Destaca-se, porém, que tanto a opção pela constitucionalidade quanto pela supralegalidade leva à conclusão de que a legislação infraconstitucional interna do Brasil não pode prevalecer sobre os ditames do Tratado de Direitos Humanos. Nos parece que a única distinção prática entre a adoção de uma teoria ou outra consistirá no recurso excepcional a ser cabível de um Acórdão de Tribunal que supostamente violar um tratado de Direitos Humanos: Recurso Especial ao STJ[14], para os adeptos da supralegalidade, e Recurso Extraordinário ao STF, para os optantes da constitucionalidade.

Porém, as polêmicas acerca da posição hierárquica dos Tratados de Direitos Humanos não terminam aí. Considerando que somente ao final do ano de 2008 o Supremo Tribunal Federal veio a se posicionar de forma inequívoca sobre a interpretação do § 2º do artigo 5º da Constituição, o Congresso Nacional buscou resolver a questão mediante atuação reformadora, inserindo no texto constitucional o § 3º do artigo 5º, com a Emenda Constitucional nº 45/2004. Tal dispositivo assevera que “Os tratados e convenções internacionais sobre direitos humanos que forem aprovados, em cada Casa do Congresso Nacional, em dois turnos, por três quintos dos votos dos respectivos membros, serão equivalentes às emendas constitucionais.”

Conjugando a interpretação adotada pelo STF acerca do § 2º com o enunciado do § 3º nos parece que há dois regimes constitucionais específicos para os Tratados de Direitos Humanos: a) o regime da constitucionalidade, que depende do cumprimento dos requisitos do § 3º e, pois, do artigo 60 da Constituição[15] e b) o regime da supralegalidade, aplicável aos Tratados de Direitos Humanos anteriores à EC 45/04 e aos que sejam a ela posteriores mas não tenham sido aprovados segundo os procedimentos das emendas constitucionais[16].

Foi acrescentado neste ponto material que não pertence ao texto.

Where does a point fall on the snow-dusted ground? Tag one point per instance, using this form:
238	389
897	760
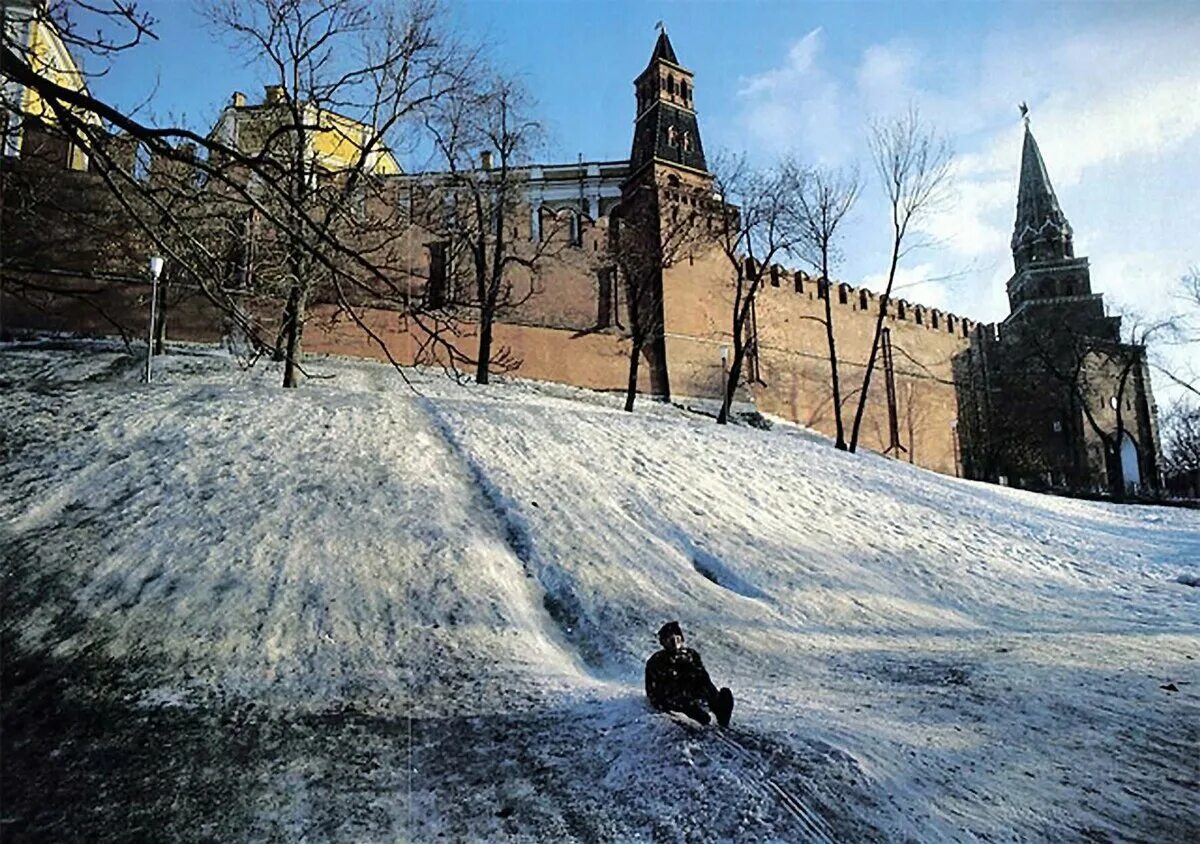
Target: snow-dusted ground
359	611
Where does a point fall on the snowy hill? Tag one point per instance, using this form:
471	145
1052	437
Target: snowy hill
365	611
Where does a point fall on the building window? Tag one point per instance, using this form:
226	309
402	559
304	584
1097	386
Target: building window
436	288
605	299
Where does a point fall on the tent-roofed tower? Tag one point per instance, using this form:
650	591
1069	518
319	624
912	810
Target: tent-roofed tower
1043	250
1042	232
666	130
666	171
1051	396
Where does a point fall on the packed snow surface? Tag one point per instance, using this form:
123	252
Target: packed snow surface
372	610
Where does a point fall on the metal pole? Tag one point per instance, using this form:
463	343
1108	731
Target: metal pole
155	271
154	297
725	376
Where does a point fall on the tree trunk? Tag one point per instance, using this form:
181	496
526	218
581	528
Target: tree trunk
731	384
833	359
875	347
485	347
631	389
160	323
293	329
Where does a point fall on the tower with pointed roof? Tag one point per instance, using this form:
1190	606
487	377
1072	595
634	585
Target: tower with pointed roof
1047	270
666	132
1051	396
667	178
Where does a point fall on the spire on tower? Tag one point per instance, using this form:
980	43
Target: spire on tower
663	48
1042	232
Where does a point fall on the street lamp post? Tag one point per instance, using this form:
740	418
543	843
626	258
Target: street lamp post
155	271
725	375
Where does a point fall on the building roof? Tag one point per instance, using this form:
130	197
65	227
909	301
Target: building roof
1038	214
663	49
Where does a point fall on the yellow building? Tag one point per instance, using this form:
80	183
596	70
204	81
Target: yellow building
337	144
29	29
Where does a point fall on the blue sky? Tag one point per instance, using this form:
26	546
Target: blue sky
1114	91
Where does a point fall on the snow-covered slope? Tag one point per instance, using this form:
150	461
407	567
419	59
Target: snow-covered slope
369	611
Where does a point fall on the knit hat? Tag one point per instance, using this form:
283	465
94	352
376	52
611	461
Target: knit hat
670	629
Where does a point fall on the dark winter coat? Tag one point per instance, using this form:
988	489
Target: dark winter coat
677	681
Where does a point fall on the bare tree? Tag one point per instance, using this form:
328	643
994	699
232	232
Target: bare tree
755	225
1180	429
913	166
485	135
1093	366
318	222
823	198
324	131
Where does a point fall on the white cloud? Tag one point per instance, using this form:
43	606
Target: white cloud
886	76
1115	107
796	106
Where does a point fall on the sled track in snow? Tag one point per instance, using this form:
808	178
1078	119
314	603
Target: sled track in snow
561	604
793	804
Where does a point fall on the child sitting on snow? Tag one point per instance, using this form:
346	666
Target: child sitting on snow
676	681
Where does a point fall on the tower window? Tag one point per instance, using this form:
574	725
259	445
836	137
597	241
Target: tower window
436	291
606	303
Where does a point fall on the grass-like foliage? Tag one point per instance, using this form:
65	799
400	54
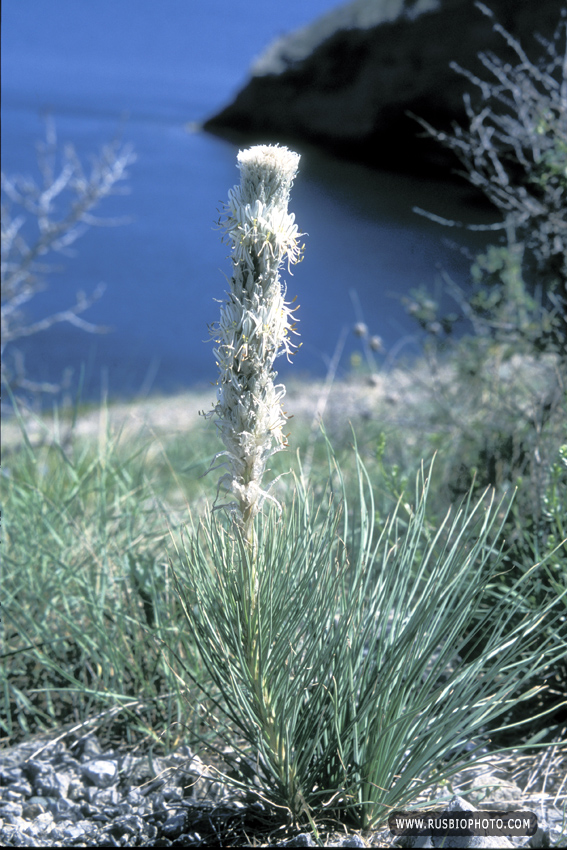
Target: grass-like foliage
352	662
85	591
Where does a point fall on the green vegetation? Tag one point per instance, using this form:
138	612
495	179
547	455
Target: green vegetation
337	654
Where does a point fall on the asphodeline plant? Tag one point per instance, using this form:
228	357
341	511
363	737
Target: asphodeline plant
355	665
255	324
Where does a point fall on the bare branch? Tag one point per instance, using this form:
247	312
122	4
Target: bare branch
61	207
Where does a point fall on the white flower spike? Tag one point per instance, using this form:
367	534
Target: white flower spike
255	323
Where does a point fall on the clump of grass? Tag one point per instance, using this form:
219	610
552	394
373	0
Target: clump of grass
85	589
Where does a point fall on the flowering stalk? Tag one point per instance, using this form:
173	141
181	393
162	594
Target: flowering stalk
255	324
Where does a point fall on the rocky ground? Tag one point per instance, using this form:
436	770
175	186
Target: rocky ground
67	790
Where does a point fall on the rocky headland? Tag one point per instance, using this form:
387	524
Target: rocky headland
348	81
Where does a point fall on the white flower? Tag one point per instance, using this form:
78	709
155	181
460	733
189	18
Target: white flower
255	324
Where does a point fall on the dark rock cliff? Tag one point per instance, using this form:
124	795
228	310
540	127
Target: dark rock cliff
347	81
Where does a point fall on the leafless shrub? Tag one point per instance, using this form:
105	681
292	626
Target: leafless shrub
515	151
60	207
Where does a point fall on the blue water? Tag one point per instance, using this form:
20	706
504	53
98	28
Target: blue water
145	71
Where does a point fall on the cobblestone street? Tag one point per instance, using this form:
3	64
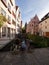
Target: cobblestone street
37	57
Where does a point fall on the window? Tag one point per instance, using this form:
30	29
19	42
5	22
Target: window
9	7
45	21
4	2
4	31
9	18
3	12
45	27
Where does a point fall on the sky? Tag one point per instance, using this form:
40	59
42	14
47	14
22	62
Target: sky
30	8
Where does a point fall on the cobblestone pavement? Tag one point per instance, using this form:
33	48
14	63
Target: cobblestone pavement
37	57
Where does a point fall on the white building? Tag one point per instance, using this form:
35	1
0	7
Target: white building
7	8
44	26
18	20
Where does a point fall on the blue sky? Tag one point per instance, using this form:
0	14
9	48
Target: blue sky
29	8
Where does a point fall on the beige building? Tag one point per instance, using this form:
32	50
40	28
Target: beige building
32	26
44	26
8	9
18	20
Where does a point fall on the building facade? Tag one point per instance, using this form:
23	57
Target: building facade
8	9
18	19
44	26
32	26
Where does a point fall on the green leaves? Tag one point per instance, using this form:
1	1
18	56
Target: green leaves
2	20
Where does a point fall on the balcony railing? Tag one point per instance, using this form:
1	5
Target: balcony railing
11	2
9	22
4	2
9	10
13	22
14	14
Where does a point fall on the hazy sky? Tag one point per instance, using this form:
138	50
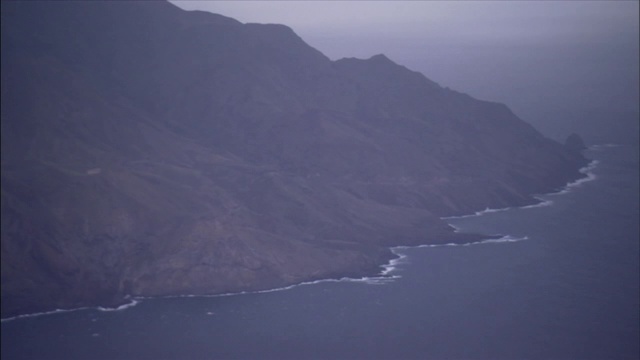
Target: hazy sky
528	54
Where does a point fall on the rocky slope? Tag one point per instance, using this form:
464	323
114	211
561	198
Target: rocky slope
149	151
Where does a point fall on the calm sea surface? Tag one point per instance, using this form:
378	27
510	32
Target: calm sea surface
570	290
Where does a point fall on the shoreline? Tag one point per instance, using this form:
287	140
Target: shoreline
383	275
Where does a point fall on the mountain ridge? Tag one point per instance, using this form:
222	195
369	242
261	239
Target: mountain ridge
192	154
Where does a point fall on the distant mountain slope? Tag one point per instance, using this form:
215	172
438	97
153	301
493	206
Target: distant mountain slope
148	151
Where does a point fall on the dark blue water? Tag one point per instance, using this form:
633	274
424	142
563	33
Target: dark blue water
569	291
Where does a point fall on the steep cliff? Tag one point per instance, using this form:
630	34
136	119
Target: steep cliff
148	151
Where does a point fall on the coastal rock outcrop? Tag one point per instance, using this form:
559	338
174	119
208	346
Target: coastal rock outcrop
150	151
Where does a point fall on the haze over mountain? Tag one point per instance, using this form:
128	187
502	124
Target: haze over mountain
150	151
563	66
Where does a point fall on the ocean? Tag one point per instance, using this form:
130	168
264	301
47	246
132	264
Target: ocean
562	283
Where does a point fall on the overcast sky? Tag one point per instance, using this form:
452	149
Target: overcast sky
528	54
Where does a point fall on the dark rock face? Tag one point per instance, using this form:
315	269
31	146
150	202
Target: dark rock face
151	151
575	143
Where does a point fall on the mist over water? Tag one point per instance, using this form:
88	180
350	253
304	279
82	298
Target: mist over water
567	288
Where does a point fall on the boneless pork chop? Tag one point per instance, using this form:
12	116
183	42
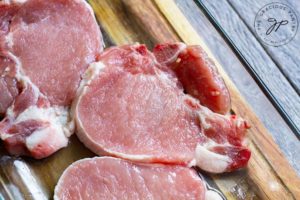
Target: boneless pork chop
45	46
113	178
133	107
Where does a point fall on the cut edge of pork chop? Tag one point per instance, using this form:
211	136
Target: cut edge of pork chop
37	128
209	194
56	125
91	73
210	156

Assim, nos parece que o cenário constitucional e jurisprudencial nos permite elaborar o seguinte resumo acerca da natureza jurídica dos Tratados Internacionais no Brasil:

Tratados

– Não-internalizados

– Internalizados

a) de Direitos Humanos

a.1) Fundamento no § 2º: supralegalidade

a.2) Fundamento no § 3º: constitucionalidade

b) de Outros assuntos: legalidade

Bem fincadas estas premissas, passamos a tratar do controle de convencionalidade das normas.

4. Controle de convencionalidade

O controle de convencionalidade das normas poderá assumir feições de controle de constitucionalidade ou de controle de legalidade, a depender do parâmetro de controle que venha a ser aplicado[17]. Assim, se é formalizada alegação de violação de um Tratado internalizado com fundamento no § 2º do artigo 5º da Constituição (que consiste em norma supralegal), o controle a ser desempenhado pelo Judiciário se assemelha ao de legalidade. Já no caso de vulneração aos Tratados internalizados com base no § 3º do artigo 5º, o caso é de semelhança com o controle de constitucionalidade, haja vista que o parâmetro de controle (tratado) possui status de norma constitucional.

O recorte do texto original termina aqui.